Emettendo un lieve sospiro, la Kryotos pigiò un tasto. «Cosa c'è? Che hai visto?»
«Qui», esclamò Jack, chinandosi e picchiettando sul monitor. «Cos'è questo, accanto al nome di Cook? Questo '2'?»
«Significa solo che è comparso due volte nel database.»
«E questa voce?»
«È il risultato degli interrogatori al St. Dunstan's.»
«E allora perché è comparso un'altra volta?»
«Perché…» Marilyn fece scorrere i nomi. «Qui, vedi…» disse, puntando il dito. «È già comparso stamattina. Vedi la lettera T?»
«Sì?»
«Significa che ha lasciato un messaggio telefonico. Com'è prevedibile, lo ha lasciato a me; vedi il nome qui? Il numero 22?»
«Gli hai parlato?»
«Sì. Mi ha detto che ha controllato: si trovava a casa entrambe le sere di cui gli hai chiesto.»
«Ah, già. La presunta fidanzata. Non mi convince», borbottò Jack, picchiettando sui denti l'unghia nera del pollice. «Prima ha affermato di essere daltonico e che nessuno lo aiutava a scegliere che cosa indossare…»
«Quindi non c'è nessuna ragazza?»
«Strano, eh?» Jack spense la sigaretta, sollevò un poco una veneziana e guardò fuori. La giornata era soleggiata e calda. «Sì, penso che andrò a trovarlo.»
«Faresti meglio a sbrigarti, visto che domani parte per la Thailandia.»
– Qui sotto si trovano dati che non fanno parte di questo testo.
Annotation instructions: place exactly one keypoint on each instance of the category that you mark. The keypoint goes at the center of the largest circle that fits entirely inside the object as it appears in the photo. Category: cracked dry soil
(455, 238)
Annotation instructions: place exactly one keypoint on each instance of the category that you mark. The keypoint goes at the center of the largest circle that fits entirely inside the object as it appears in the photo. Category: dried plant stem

Jack abbassò la tenda. «Stai scherzando?»
«No. Dice che ama l'aria che si respira sulle montagne del Triangolo d'Oro.»
«Lo credo bene.» Jack recuperò la giacca e le chiavi della macchina dalla stanza del capo.
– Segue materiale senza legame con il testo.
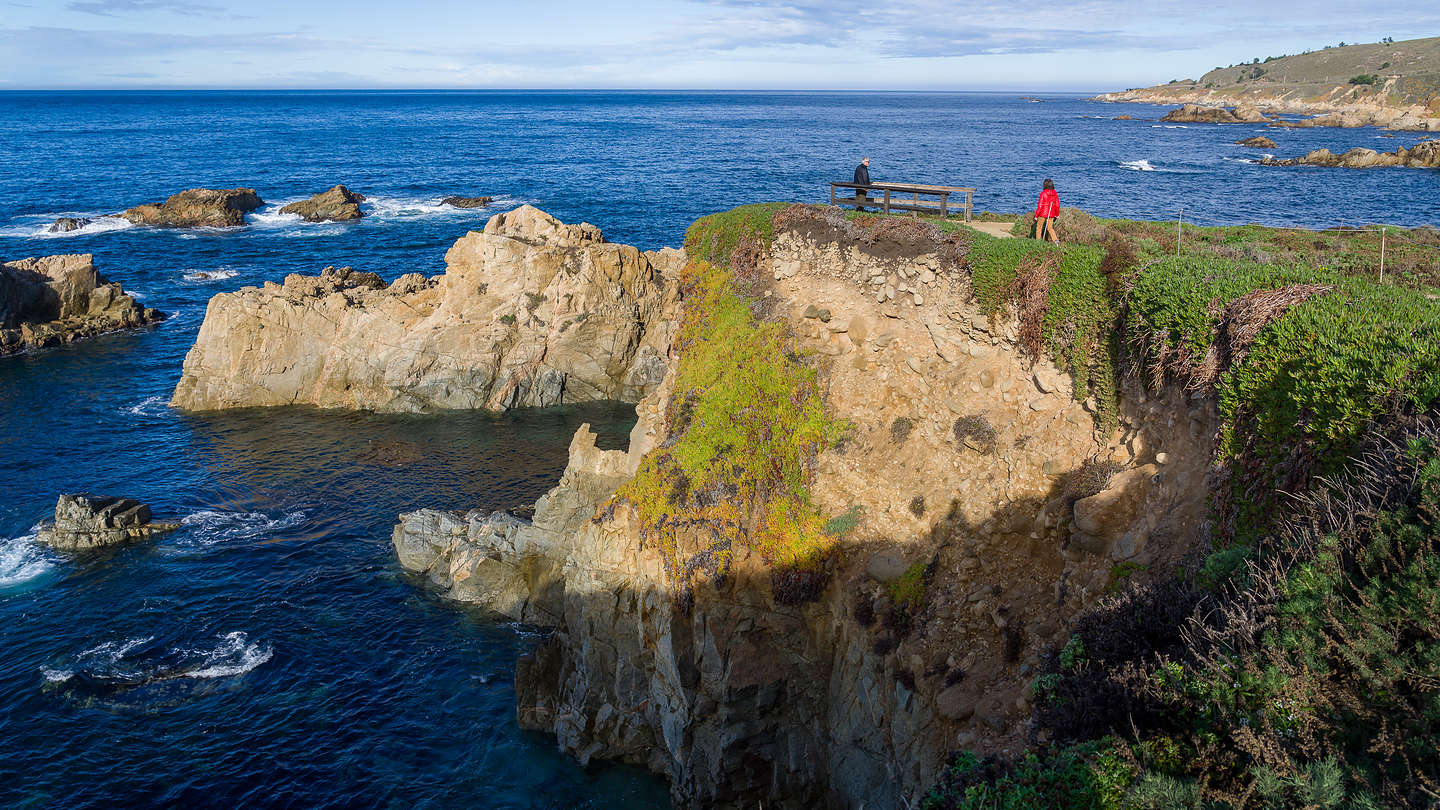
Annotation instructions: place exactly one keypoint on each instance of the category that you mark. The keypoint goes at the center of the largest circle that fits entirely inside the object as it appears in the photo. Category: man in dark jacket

Ma la Kryotos lo richiamò. «Jack!» Era appoggiata allo schienale della sedia e aveva la cornetta del telefono contro il petto. «Ho Paul in linea. Faresti meglio a cambiare rotta e andare verso Greenwich. C'è qualcuno che vuole parlarti. Sostiene che la conosci già… Dice che si tratta, testuali parole, di un 'bel bocconcino'.»
«Dio mio», esclamò Jack, infilandosi la giacca. «Rebecca.»
«Dice anche che la gente sta incominciando a sbavarle attorno e questo la rende nervosa. Ma ci capisci qualco…»
«Va bene. Sono già per strada», la interruppe lui. «Dopo che me ne sarò andato, contatta Cook, va bene? Non spaventarlo, ma cerca di sapere che cosa farà domani.»
«D'accordo.»
«A stasera.»
«Sei sicuro a proposito dei bambini?»
«Certo che sono sicuro. Non vedo l'ora di vederli.» Le mandò un bacio e chiuse la porta, lasciandola sola a chiedersi perché mai le importasse – proprio a lei, una donna sposata con figli – che Jack s'interessasse di una certa Rebecca.